What are groundless threats?
The groundless threats regime is designed to provide redress to recipients of unjustified threats of trade mark, patent or design right infringement. The rules cover a very wide range of communications potentially including, as we commented on in this blog last year, an eBay VeRO notice. The regime is controversial, partly because of the manner in which it has been applied and partly because of the different approaches to threats relating to different IP rights.
In its 2014 report the Law Commission recommended significant reform, devoting an entire chapter of its report to some of the problems with the regime which were highlighted by the Best Buy threats case, in which Fieldfisher advised the successful claimant.
What are the proposed changes?
The government's recommendations in full can be found here. In a nutshell, the government want to clarify the threats provisions and make them consistent across all IP rights, while also making it easier for rights owners to make good faith attempts to settle without falling foul of the groundless threats rules. Happily for legal advisors, solicitors and registered trade mark/patent attorneys would no longer be liable for threats made on instructions, provided their clients are clearly identified.
The original rules were intended to encourage rights owners to address their claims at the "primary actors" i.e. the manufacturers or importers of allegedly infringing items, rather than distributors or retailers. However, one of the problems with the existing regime in respect of trade marks and designs is that, because of the way the exclusions are worded, a rights owner can threaten with impunity in respect of manufacture or import, but cannot ask the same person to cease selling those manufactured/imported goods without risk. The government's proposals would do away with this arbitrary distinction by adopting an approach similar to that which already applies to threats of patent infringement and focusses the exclusions on the type of person being threatened, rather than the act. Broadly speaking, under the proposals, threats against primary actors would be excluded. Thus a threat could be made against the manufacturer/importer of goods bearing a trade mark without risk of facing a groundless threats claim, and that threat could refer to acts not just of manufacture or import, but also of advertising and sale. This will undoubtedly make cease and desist letters against primary actors more sensible and free from the semantic gymnastics sometimes engaged in at present to try to bring them within the exclusions.
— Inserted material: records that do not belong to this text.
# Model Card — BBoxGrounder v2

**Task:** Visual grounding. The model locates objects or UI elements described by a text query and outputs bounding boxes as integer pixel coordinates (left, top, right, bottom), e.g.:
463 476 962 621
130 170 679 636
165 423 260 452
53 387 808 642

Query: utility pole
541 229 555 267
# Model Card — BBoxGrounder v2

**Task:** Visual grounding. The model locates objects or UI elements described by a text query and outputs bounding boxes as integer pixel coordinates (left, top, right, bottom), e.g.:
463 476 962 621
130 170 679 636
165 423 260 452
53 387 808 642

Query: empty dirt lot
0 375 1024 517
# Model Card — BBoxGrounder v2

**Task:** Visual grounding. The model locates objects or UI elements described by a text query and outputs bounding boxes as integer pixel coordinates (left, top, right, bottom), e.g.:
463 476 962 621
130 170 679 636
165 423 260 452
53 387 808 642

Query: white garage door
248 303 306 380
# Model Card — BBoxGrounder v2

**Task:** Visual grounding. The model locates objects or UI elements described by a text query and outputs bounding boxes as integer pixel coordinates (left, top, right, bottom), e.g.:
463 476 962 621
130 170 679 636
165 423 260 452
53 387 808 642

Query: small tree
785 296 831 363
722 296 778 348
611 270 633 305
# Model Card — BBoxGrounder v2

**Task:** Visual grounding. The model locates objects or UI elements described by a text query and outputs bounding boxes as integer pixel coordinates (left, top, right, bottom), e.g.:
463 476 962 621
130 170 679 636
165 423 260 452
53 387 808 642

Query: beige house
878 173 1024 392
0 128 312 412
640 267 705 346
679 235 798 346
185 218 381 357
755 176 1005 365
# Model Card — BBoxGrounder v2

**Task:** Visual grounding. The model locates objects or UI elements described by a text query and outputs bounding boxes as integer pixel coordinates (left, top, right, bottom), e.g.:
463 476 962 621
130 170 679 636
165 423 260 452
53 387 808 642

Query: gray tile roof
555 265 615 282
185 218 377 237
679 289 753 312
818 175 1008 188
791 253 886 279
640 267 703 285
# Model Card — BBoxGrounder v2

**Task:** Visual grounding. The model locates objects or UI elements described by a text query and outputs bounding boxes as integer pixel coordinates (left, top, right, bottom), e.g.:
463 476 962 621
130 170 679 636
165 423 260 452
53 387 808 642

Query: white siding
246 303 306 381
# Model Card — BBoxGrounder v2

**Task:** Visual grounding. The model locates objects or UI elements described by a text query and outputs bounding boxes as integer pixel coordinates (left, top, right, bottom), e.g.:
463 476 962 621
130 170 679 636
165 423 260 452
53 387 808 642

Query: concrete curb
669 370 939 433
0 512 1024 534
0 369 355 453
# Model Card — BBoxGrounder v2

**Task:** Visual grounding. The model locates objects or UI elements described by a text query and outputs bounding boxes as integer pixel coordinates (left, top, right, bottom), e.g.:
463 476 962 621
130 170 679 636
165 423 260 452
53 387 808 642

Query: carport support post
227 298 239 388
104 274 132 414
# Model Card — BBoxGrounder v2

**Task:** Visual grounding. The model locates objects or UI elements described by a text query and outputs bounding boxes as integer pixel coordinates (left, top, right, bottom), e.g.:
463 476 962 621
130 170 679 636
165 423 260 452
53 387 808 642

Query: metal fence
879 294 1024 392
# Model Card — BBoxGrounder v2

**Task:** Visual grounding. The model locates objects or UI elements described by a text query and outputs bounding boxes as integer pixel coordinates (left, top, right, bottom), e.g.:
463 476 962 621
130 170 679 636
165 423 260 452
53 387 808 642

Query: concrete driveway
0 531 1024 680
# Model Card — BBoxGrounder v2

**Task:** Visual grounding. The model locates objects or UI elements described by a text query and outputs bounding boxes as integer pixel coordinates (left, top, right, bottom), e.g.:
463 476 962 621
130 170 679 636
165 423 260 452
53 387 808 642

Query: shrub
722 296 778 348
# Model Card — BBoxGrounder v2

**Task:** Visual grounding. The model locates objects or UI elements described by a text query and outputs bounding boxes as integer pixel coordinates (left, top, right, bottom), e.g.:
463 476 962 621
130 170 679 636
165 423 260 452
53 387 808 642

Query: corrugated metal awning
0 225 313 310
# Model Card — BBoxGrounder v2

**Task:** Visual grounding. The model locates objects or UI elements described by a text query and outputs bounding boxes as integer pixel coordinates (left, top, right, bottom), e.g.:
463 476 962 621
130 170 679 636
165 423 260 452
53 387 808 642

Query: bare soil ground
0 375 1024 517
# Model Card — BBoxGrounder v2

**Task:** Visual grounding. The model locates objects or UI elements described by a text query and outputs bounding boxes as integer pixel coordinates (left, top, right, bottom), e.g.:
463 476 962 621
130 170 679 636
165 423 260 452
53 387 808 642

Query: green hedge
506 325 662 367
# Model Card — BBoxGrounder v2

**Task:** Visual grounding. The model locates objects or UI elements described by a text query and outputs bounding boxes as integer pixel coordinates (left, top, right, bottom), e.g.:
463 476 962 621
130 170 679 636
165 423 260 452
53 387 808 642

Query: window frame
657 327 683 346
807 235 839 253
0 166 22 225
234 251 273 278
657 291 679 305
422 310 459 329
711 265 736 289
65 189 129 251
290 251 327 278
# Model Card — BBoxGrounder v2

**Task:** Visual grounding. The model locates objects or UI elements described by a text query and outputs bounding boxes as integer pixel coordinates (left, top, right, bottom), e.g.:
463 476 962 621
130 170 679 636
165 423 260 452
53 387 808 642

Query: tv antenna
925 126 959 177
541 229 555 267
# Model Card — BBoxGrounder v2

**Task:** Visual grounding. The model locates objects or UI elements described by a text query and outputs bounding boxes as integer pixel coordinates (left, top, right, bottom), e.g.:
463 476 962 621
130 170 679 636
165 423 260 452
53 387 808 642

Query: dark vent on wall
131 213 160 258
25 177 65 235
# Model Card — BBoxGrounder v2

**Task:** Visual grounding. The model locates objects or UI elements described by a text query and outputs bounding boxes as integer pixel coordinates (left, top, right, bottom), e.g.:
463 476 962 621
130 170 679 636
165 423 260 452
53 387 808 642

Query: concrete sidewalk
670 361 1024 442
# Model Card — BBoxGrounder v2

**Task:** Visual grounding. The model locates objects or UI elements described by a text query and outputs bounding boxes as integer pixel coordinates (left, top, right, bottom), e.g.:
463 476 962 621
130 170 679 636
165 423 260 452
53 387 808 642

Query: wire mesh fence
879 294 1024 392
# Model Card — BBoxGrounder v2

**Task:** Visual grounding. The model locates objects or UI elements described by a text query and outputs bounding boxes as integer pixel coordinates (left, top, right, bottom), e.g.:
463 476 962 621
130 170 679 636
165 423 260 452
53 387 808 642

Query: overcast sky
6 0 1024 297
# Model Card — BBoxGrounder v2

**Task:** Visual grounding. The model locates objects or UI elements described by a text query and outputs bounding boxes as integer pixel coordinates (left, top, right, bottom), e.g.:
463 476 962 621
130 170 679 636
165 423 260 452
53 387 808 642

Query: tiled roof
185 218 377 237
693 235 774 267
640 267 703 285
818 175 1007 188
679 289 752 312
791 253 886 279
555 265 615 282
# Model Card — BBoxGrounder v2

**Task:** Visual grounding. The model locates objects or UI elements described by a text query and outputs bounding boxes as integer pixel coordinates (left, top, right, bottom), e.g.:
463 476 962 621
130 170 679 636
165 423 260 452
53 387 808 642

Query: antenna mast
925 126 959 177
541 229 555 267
The proposals also recommend that certain types of communications with "secondary actors" may be allowed including, for example, where the threatener has used reasonable endeavours to locate the primary actor.
Other recommendations include the repeal of s. 70(2A)(b) of the Patents Act (which provides a defence even if the patent relied upon is subsequently shown to be invalid, provided that the threatener had a good faith belief in the patent's validity at the time of the threat).
Reaction and next steps
The proposals should be welcomed by rights holders (and legal advisors, who would escape personal liability!) as they would provide clarity, and return some much needed rationality to an often misunderstood area. The Government has stated that it intends to bring primary legislation to enact the reforms in due course. The Government will want to look carefully at whether it might be possible to do this via the special Parliamentary procedure available for Bills that implement uncontroversial Law Commission recommendations.